Here in Luke’s writings, Jesus of Nazareth, now fully indwelled and empowered in the Holy Spirit, has just returned from his grueling desert wilderness experience, and is now beginning to teach in the synagogues of Galilee. Luke tells us that on the day he was attending Sabbath services in his hometown of Nazareth, he was invited to read the Scripture of the day. The scrolls were opened to what we refer to as Isaiah 61 and Jesus read the following words:
The Spirit of the Lord is on me, because he has anointed me to proclaim good news to the poor. He has sent me to proclaim freedom for the prisoners and recovery of sight for the blind, to set the oppressed free, to proclaim the year of the Lord’s favor (Luke 4:18-19).
In synagogue worship settings, it’s customary for all the men to stand during the reading of the Scriptures, after which all are seated. After everyone has taken their seats, the reader of the text is given the honor of speaking first; giving his insights and thoughts about the text that has just been read. This is why Luke tells us that all eyes were fixed on Jesus after he had read this messianic passage from Isaiah.
I’m sure that most of the men in the synagogue that day were expecting Jesus to do what all rabbi-wannabes would do after reading this familiar text. Since everyone knew that this passage in Isaiah 61 is referencing the dramatic changes that will occur in society when the Messiah arrives, I’m guessing that most were expecting Jesus, the hometown boy, to say a few kind words and then turn the proceedings over to the eldest rabbi, so that he could lead the discussion with the men.
But on this typical Saturday afternoon, the synagogue service in Nazareth took a turn literally no one (except, maybe Jesus?) expected. Luke tells us that indeed, the Master didn’t talk very long, but what he did say was so outrageous, it blew the meeting apart, ending it in a near riot. He stated: “Today, this scripture is fulfilled in your hearing.”
The way Luke’s text reads, I’m thinking that Jesus must have said this sentence in a sweet tone, because apparently, a few folks smiled at first, thinking kindly of the nice young man they had known growing up in Nazareth. But then, after a few more choice comments, the crowd finally started to realize what Jesus had actually said. Before long, they’ve taken Jesus out of church and are ready to throw him off a cliff!
I’ve heard Dr. Don Williams, a good friend of John Wimber and a man well-trained in Hebrew thought, explain that Jesus’ eight-word sentence here would be very similar to someone standing up in one of our churches today and saying to the crowd…”This passage of Scripture I’ve just read is being fulfilled today…by me…in your face!”
Talk about someone ignoring etiquette, or worse yet, slamming a door on someone’s toe!
You see, according to Isaiah’s prophecy, when the Messiah comes, he will have a heart for the poor, the oppressed, the needy, the hungry, the overlooked ones.

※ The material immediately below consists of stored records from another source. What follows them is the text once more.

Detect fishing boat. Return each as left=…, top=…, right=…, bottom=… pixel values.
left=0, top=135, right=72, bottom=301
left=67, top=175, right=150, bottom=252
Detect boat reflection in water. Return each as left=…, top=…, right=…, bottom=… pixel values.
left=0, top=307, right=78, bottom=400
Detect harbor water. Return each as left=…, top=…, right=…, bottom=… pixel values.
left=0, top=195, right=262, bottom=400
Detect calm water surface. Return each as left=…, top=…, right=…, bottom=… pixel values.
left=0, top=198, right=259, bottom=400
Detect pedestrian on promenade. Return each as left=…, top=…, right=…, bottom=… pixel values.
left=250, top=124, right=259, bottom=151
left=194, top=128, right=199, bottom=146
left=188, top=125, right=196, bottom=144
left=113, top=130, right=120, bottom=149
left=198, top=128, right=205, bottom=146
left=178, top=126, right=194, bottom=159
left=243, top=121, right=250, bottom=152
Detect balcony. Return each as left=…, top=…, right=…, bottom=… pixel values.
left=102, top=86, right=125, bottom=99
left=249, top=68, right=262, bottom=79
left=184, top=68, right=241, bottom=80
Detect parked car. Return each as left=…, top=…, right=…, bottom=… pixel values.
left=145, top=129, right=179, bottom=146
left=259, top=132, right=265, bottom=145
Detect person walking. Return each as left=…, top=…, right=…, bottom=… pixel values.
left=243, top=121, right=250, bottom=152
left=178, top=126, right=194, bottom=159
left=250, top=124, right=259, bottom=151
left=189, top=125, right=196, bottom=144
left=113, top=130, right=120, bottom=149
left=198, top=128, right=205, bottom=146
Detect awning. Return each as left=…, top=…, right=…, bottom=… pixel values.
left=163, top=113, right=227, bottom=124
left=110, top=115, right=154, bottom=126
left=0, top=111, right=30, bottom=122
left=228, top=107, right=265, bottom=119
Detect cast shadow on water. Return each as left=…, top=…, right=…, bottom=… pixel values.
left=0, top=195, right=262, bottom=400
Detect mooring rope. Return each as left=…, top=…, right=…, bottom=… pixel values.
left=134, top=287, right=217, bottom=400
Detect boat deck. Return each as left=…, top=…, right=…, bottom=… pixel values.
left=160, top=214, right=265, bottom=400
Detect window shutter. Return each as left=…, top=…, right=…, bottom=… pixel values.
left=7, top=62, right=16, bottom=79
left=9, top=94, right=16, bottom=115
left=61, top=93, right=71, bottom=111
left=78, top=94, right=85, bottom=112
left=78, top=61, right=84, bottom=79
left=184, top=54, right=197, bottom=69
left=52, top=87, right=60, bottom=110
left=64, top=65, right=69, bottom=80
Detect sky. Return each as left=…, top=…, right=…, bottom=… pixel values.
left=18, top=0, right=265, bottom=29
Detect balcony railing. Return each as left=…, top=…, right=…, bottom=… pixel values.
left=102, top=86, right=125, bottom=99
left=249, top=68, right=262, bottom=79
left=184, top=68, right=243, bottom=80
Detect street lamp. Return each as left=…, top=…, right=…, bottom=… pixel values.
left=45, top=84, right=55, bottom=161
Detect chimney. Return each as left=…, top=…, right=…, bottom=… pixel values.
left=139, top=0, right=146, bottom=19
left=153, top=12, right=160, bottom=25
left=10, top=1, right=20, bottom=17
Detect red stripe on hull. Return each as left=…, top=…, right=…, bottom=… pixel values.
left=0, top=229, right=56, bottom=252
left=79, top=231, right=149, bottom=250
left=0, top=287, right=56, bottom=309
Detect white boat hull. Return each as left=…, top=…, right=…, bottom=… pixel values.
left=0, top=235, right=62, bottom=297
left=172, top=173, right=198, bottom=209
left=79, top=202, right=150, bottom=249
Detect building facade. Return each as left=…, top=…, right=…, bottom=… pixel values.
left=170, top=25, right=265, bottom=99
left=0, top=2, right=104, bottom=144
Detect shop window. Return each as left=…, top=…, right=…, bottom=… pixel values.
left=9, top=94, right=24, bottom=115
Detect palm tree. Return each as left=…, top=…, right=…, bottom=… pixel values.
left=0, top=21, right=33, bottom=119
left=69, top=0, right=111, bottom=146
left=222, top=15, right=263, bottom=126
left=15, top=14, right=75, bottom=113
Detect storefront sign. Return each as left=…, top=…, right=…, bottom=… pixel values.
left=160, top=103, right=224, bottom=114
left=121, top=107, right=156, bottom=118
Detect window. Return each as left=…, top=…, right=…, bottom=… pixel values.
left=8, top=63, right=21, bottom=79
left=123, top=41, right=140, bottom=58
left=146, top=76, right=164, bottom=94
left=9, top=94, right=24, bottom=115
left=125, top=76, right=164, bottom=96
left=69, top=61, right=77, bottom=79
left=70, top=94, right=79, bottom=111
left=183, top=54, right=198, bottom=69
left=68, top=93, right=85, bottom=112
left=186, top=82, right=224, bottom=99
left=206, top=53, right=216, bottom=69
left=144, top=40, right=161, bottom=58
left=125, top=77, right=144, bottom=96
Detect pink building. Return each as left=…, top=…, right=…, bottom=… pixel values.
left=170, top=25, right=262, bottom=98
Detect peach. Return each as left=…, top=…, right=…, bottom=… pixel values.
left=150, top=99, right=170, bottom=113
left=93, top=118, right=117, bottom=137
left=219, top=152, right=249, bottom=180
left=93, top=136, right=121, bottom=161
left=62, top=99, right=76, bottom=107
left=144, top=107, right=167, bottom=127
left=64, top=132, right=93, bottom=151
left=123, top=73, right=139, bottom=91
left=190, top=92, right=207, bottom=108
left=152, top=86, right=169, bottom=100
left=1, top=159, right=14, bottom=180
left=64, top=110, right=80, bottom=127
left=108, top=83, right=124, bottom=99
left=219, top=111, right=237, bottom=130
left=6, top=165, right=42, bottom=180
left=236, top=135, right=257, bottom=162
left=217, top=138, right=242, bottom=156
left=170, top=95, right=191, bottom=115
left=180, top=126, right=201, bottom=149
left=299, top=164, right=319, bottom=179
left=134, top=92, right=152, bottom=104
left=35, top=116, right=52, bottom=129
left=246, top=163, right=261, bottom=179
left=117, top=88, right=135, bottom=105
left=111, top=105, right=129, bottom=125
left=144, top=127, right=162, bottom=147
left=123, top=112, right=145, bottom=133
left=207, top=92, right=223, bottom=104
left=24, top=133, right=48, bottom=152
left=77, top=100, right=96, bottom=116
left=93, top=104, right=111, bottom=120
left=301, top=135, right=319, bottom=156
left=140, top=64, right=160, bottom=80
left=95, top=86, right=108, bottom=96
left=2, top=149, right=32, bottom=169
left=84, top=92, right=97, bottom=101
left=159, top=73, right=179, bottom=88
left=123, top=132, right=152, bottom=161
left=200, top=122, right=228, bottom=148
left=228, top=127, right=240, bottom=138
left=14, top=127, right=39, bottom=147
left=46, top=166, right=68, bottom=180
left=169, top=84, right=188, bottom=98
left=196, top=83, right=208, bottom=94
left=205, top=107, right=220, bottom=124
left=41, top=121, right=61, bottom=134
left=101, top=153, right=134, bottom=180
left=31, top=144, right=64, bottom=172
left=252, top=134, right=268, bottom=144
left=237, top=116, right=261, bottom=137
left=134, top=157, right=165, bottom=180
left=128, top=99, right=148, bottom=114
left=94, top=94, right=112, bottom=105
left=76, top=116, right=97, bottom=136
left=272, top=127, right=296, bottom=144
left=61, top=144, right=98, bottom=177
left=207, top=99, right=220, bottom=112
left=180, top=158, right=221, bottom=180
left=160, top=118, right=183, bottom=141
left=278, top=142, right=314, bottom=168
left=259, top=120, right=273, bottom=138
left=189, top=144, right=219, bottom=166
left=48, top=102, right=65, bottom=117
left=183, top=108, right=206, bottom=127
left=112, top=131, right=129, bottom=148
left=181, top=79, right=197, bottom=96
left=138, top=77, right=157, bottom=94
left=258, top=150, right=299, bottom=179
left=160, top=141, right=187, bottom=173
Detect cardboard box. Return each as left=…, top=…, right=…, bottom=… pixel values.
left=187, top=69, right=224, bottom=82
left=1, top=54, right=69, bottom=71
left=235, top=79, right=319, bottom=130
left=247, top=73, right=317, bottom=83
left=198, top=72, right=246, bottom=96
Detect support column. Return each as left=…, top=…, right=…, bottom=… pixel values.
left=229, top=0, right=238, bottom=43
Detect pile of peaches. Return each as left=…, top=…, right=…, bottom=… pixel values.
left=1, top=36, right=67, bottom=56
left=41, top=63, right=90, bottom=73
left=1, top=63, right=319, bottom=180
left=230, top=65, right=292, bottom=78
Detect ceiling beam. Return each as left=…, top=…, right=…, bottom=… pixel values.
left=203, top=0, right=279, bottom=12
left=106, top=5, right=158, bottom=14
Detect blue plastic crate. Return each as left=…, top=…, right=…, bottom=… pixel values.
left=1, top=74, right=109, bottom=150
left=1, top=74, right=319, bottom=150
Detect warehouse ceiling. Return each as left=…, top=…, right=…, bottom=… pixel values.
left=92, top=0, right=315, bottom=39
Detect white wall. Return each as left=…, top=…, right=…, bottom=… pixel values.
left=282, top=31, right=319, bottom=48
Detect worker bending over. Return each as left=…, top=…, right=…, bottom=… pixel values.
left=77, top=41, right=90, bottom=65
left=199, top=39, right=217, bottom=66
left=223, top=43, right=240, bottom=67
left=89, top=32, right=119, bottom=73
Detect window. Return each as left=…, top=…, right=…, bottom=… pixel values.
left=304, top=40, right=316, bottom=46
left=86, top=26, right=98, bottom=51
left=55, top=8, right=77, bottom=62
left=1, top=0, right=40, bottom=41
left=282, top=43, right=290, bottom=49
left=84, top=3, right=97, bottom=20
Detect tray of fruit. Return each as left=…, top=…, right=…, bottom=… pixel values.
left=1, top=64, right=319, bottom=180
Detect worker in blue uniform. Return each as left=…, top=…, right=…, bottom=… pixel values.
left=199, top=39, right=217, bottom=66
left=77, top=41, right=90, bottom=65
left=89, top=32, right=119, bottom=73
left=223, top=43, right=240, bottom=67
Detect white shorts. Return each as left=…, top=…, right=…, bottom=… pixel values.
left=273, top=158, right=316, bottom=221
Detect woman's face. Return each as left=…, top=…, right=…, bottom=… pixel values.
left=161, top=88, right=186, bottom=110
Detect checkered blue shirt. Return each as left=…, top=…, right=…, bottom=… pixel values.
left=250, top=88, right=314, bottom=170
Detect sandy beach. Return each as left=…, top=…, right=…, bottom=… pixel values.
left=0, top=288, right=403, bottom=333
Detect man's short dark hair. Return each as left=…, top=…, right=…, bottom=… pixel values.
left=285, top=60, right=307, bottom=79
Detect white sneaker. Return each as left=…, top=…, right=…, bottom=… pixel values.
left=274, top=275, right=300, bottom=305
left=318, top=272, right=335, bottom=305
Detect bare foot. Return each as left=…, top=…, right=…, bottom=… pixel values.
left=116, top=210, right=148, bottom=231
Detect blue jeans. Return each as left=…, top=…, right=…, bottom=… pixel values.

The Messiah won’t let injustice stand, so wherever there is wrong being committed, the Messiah will make it right. Whenever there is a person being abused, that abuse must stop, and wherever there is poverty and brokenness, the Messiah will step in and reverse that curse.
So, just as Wimber suggests in the quote above, Jesus of Nazareth didn’t see his ministry to the poor and oppressed as a moonlighting job on the side. To the Master, it was the primary job description given him by his Father. When the Messiah comes, you see, all oppression and injustice must stop. When God’s kingdom comes, the season (or year) of the Lord’s merciful grace and favor is extended to all. No-holds-barred. No exceptions. No ifs, buts, or ands.
Now, that’s good news, don’t you think?
God, I see in Jesus’ ministry that demonstrating your loving heart toward the poor, the hungry, the blind, and the oppressed is Job One. I confess that it’s easy to delegate your ministry to the poor and needy to lower levels of importance, placing other causes above your insatiable hunger for justice in human affairs. Holy Spirit, may Jesus’ primary cause become ours as well. For your name’s sake. Amen!
QUESTIONS FOR YOU TO PONDER
- How am I ignoring the fact that Jesus placed his ministry to the oppressed and the outcast at the center of all he does?
- What needs to change in our ministry priorities so that our work for Christ aligns itself more closely with the Luke 4:18-19 messianic commission?
So, what is God speaking to you today as you ponder the Wisdom of Wimber?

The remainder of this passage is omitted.